The dollar does look set to concede ground to the yen. The greenback’s technical tone has deteriorated since reversing lower at midweek after recording a two-month high near JPY100.60. Initial support will likely be found in the JPY98.80-JPY99.00 area. A break of JPY98.20 is needed to be significant.
The Australian dollar posted key reversal in response to the disappointing jobs data on Thursday. It had initially made a new high for the move, briefly trading through $0.9350 and then was pushed a half a cent below the Wednesday’s low and closed below it. Follow through selling on Friday was limited. When all is said and done, it was still up about 0.65% against the US dollar on the week. Technical indicators are mixed and we suspect that it may require a break of $0.9180 to indicate a downside correction rather than broad consolidation after about 5.3% from the end of August to the employment data.
Over the same period the Canadian dollar appreciated about 2.5% against the US dollar. The greenback appears to have bottomed near CAD1.03. During the first part of the next week, the US dollar can recover toward CAD1.04 and possibly CAD1.0430.
The Mexican peso, which, according to the latest BIS survey data, moved into the top ten most actively trade currencies, has been resilient in the face of the unexpected 25 bp rate cut on Sept 6. It enjoyed additional gains in the first part of last week before entering into a consolidative range. The US dollar held above MXN13.00. Technical factors suggest the near-term risk-reward may be eroding for new longs. The US dollar could slip below MXN13.00 but the charts suggest the it would likely be limited. We would be more inclined to consider selling dollars on a bounce toward MXN13.20-MXN13.25.
Observations from the speculative positioning in the CME Currency Futures:
1. Net foreign currency positions mostly fell in the latest Commitment of Traders report. Only the yen and peso futures saw a net increase in speculative positioning. Generally, this was a reflection of a reduction in exposures. Specifically, of the 14 gross positions we track, only four experienced increases. Even the peso, where the net position increased, both long and short gross positions were reduced (the former less than the latter).
2. Activity picked up and there were three gross currency futures positions that were adjusted by more than 10k contracts. The gross long euro positions were cut by almost 16k contracts. Over the past two reporting periods, the gross longs have fallen by about 25%. Gross short Canadian dollar and Australian dollar positions were reduced by 11.0k and 16.7k contracts respectively.
3. We are struck by the resilience of the sterling bears. The gross short position is the largest behind the Japanese yen, despite sterling trading at multi-month highs. When the shorts finally do capitulate, it may very well be a sign the a top is nearby.

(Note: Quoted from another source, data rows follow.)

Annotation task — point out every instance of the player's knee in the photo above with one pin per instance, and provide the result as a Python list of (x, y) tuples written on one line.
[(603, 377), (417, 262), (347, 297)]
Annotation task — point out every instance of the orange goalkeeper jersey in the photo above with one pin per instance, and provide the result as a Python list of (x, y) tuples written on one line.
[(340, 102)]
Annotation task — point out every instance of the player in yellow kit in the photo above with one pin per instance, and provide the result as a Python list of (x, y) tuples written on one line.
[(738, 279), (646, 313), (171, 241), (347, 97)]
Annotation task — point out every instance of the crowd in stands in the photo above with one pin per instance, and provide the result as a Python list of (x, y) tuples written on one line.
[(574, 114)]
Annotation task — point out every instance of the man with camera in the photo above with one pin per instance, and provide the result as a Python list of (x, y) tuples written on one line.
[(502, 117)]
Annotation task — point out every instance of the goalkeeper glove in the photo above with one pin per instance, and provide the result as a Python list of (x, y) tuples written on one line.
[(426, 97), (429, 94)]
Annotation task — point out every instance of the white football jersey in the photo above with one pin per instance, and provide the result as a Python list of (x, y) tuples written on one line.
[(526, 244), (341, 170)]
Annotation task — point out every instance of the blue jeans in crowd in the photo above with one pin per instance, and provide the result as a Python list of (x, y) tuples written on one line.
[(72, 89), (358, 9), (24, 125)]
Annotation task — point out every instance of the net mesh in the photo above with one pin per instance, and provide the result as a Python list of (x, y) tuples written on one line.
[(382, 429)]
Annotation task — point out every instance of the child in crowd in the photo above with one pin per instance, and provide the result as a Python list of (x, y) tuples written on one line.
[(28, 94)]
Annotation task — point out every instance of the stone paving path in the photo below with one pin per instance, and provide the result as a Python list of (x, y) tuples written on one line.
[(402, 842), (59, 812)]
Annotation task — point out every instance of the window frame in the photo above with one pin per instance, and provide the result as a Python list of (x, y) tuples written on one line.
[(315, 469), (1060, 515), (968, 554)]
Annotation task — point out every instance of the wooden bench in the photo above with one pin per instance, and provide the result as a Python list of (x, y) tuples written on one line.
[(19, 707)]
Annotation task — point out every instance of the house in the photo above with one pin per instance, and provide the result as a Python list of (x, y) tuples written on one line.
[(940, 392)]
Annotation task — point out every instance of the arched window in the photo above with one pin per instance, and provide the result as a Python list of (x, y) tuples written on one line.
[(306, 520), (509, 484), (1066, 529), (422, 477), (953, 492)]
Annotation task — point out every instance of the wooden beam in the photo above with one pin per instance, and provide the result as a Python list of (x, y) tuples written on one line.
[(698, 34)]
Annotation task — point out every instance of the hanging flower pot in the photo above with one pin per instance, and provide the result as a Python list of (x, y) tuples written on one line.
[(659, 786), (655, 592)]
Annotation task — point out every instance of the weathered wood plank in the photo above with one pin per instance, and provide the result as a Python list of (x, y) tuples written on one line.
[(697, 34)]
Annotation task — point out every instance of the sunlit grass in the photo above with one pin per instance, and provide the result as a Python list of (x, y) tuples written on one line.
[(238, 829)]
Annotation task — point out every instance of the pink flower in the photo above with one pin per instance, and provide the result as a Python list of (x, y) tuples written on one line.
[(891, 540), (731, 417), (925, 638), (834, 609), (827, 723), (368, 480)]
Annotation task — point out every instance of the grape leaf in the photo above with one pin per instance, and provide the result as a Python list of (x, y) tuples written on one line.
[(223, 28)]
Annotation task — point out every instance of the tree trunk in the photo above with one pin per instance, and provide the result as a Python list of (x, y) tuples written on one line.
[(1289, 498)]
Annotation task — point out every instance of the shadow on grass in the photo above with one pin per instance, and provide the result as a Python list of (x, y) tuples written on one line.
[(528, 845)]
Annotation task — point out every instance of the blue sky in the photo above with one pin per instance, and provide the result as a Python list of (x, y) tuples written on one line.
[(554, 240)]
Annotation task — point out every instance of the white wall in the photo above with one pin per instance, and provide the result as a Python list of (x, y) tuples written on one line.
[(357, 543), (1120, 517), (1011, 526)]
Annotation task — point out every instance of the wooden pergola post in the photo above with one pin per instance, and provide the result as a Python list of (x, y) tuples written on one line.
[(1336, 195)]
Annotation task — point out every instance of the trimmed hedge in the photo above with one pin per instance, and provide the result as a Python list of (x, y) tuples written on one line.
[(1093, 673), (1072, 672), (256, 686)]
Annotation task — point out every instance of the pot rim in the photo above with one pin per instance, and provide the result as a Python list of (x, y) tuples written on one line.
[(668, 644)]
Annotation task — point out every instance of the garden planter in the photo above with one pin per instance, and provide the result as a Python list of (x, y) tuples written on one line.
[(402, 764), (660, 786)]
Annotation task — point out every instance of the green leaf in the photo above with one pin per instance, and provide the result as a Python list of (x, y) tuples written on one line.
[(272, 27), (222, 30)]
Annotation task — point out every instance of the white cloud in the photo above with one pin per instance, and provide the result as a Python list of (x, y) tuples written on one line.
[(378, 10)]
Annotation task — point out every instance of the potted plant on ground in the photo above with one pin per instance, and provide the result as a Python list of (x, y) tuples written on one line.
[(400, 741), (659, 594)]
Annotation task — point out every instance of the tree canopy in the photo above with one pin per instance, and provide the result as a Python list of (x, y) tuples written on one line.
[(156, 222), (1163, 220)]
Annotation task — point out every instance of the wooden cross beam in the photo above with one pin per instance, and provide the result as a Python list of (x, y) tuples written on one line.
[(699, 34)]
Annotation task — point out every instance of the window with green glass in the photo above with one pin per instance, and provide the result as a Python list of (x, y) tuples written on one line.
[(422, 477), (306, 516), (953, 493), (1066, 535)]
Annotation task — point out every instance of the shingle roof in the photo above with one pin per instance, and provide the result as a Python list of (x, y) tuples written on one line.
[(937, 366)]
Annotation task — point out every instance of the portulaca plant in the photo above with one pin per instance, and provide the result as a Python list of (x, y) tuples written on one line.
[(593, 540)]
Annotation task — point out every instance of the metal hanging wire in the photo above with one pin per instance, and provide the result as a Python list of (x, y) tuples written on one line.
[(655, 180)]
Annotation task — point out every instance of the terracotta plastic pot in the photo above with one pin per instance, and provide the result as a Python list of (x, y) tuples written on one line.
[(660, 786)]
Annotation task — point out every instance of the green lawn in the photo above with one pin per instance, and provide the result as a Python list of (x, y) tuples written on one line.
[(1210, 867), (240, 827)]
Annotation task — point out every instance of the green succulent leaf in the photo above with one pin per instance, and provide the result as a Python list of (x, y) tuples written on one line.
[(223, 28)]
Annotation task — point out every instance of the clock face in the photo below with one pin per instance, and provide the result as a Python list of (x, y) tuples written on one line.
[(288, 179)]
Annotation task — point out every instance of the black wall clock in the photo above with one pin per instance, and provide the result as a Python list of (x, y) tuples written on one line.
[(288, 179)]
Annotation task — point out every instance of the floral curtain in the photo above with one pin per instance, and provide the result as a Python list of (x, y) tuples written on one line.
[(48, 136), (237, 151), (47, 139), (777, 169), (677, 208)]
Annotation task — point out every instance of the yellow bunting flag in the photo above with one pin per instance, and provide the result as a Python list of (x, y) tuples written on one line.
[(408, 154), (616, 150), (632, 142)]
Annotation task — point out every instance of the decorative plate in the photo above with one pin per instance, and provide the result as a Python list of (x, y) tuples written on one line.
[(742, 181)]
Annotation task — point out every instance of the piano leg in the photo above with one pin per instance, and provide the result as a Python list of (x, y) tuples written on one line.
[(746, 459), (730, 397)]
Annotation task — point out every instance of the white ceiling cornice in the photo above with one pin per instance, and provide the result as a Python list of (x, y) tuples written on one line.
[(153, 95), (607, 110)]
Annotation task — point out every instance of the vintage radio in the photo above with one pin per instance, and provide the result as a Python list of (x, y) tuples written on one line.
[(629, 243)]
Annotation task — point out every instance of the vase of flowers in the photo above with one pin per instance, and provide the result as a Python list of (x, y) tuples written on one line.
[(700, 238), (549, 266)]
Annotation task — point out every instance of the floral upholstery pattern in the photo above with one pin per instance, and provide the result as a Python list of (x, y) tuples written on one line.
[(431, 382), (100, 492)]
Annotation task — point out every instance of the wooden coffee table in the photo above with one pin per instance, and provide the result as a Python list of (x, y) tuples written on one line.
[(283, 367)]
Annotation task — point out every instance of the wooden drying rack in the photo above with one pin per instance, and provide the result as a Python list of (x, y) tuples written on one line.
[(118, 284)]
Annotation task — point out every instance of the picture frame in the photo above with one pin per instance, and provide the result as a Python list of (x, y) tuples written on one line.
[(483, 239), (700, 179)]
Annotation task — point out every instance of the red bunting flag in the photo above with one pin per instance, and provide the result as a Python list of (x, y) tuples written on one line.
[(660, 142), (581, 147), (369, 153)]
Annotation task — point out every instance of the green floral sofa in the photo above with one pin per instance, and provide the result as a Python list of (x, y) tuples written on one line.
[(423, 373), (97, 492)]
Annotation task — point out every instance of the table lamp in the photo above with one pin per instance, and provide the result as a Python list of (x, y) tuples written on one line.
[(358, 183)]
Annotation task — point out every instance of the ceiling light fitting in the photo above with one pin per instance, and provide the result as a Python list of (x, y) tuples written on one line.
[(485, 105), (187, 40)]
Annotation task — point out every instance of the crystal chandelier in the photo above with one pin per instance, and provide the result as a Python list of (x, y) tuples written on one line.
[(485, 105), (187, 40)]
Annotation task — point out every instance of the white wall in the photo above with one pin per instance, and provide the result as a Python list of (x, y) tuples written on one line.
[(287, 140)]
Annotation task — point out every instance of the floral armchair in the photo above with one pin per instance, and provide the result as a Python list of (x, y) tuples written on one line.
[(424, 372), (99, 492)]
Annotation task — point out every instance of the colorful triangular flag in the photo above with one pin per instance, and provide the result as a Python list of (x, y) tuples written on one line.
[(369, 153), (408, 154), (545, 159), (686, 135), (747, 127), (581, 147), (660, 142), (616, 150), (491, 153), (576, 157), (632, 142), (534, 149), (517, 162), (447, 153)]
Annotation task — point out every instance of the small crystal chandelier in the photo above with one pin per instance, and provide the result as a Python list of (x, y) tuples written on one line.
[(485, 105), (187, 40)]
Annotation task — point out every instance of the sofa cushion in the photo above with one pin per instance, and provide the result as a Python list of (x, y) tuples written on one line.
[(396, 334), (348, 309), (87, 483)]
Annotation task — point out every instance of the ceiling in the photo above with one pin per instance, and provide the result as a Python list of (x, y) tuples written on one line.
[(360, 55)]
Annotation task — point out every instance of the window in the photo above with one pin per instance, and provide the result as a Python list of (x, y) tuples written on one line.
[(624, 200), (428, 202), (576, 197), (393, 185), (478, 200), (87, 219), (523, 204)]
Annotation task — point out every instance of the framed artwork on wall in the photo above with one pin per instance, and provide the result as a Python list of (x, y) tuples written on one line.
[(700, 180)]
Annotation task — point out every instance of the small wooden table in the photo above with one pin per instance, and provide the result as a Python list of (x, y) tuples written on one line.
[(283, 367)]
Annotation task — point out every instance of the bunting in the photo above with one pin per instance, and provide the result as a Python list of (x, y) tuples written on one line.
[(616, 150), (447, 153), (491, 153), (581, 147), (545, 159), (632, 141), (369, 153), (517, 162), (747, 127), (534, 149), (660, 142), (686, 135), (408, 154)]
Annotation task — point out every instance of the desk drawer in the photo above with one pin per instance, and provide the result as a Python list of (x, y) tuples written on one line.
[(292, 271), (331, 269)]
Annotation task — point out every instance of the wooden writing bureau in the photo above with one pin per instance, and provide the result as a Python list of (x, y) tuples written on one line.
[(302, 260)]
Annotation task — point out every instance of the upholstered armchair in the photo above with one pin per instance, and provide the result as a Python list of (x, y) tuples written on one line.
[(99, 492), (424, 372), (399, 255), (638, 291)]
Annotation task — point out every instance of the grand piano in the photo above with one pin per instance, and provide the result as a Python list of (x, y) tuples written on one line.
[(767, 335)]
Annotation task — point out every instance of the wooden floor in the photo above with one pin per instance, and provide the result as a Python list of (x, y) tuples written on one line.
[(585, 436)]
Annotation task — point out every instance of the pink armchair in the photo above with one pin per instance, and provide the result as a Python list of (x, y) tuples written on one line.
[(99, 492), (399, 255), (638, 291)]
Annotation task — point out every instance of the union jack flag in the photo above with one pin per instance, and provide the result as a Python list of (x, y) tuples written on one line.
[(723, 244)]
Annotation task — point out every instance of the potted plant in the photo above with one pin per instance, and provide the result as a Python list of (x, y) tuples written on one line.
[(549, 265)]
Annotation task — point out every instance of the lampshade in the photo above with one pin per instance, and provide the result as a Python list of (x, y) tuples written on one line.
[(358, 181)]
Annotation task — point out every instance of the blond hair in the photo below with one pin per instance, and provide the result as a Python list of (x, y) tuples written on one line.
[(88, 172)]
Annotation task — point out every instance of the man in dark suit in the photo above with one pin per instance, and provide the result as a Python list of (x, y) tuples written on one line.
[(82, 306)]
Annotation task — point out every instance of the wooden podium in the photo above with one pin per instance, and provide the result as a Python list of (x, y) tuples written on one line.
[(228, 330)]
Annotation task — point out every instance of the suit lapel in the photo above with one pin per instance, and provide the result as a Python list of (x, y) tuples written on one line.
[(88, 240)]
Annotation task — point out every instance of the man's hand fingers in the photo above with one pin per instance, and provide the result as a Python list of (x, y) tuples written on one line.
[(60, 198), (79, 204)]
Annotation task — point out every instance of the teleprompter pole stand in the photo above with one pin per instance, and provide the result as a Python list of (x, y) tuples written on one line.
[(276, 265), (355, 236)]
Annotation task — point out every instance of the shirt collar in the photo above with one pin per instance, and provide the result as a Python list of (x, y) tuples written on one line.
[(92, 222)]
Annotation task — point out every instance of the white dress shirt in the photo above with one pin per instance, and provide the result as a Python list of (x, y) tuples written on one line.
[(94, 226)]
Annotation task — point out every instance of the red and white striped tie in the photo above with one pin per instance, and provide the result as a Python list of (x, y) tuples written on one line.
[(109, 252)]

4. The net short yen position rose by nearly 16k contracts to 95.1k. This is the largest net short position since late May. It was a function just as much of gross longs giving up as the dollar resurfaced above JPY100 as it was new shorts being established The gross short yen position is the largest among the currency, while the gross short euro, sterling and Australian dollar positions are roughly the same size. The gross long euro position is the most among the currency futures, more than twice second largest (peso).